Markov Processes International

Enhancing Portfolio Risk Assessment Using Scenario Analysis

This is the third in a series of posts in which our research team leverages new investment risk analytics in Stylus Pro to demonstrate how historical and forward-looking stress tests can provide deeper insight into fund performance across various market regimes and hypothetical scenarios.

Scenario analysis goes beyond traditional risk measures (i.e., standard deviation, VaR, max drawdown, etc.) by enabling you to pose the question, “what might happen to my fund or portfolio if…?” To fill in the blank and answer almost any query you have, you simply shock the fund or portfolio with the appropriate market index, rate, credit spread or economic factor. (Factor selection and thorough testing is an important step in this process; we explore this issue in a previous post: How to Ensure Your Portfolio Risk Analytics Are Working as Expected.)

In this post, we analyze a group of 338 target-date funds (TDFs),1 which offer a particularly good illustration of the value scenario analysis provides. TDFs, which are popular defined contribution investment offerings, have risk characteristics that are intended to become more conservative over time as the fund gets closer to its target retirement date. A large loss due to an extreme event could be disastrous to prospective retirees as was seen for some near-dated funds in 2008, the worst of which lost more than the S&P 500 index. (If you’d like to read more of our research on target-date funds, you can find it here.)

In the below chart, we have selected a universe of target-date mutual funds with a return history of at least five years. We then shock the group to plot estimated fund performance in the event of a 10% drop in the S&P 500 index (based on current fund factor exposures) against the funds’ five-year Morningstar Risk Rating.2

We can take away three main points from this factor shock:

Focusing on near-dated 2020 TDFs, we see that those with a risk rank of 2 have shock estimates ranging between -3.2 and -4.8, meaning that the more sensitive funds could lose 150% of what the less sensitive funds do when subjected to the same shock.

The decrease in sensitivity as the risk rating decreases is not wholly consistent.

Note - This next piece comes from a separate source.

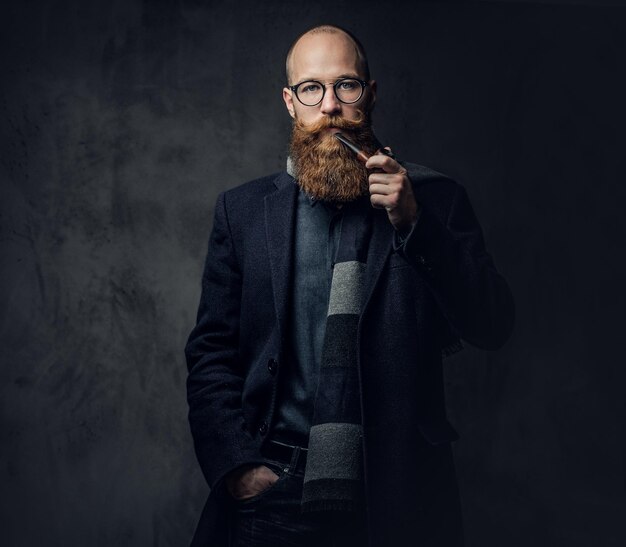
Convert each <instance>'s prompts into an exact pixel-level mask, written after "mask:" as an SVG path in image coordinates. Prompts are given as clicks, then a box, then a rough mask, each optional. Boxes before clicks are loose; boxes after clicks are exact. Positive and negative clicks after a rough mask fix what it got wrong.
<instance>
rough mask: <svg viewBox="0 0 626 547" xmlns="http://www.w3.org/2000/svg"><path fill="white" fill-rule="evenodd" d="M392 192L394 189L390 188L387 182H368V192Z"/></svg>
mask: <svg viewBox="0 0 626 547" xmlns="http://www.w3.org/2000/svg"><path fill="white" fill-rule="evenodd" d="M394 192H395V190H394V189H393V188H391V186H389V185H388V184H379V183H374V184H370V194H383V195H385V196H386V195H389V194H393V193H394Z"/></svg>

For example, there are funds with sensitivities of approximately -4.8 with risk ranks of 2, 3 and 4. We can also observe that some funds are riskier than their rank might suggest, based on the market shock. For example, the most sensitive TDF with a risk rank of 2 has a sensitivity (again) of -4.8. The least sensitive fund with a risk rank of 4, however, demonstrates an estimated sensitivity of -4.5 to the same factor shock.

These differences may be due to allocation changes along each fund’s individual glide paths. For example, if a fund has 30% in growth assets today, and it held 50% five years ago, a risk rank based on 5 years’ historical returns (representing varying allocations) will probably make this fund appear riskier than it actually is.

The disparity may also be due to different asset mixes that happen to have similar recent volatility. For example, a traditional 60/40 portfolio of the S&P 500 Index and Bloomberg Barclays Aggregate Bond Index has the same historical standard deviation estimate as an 80/20 portfolio of Bloomberg Barclays High Yield Index and the Russell 2000 Small Cap Index. In this case, the specificity of scenario analysis will highlight differences in asset mixes without requiring a longer analysis history.

Whether due to differences in glide path or asset mixes, the estimate of loss due to a hypothetical shock helps to quickly identify current and specific risks, which could potentially go undetected with traditional, historical risk measures. This serves as a high-level, yet clear, example of how scenario analysis can complement traditional risk measures. In the next and final post of this series on risk analysis, we will isolate a universe of 38 near-dated funds to provide a more detailed demonstration of scenario analysis as a risk differentiator.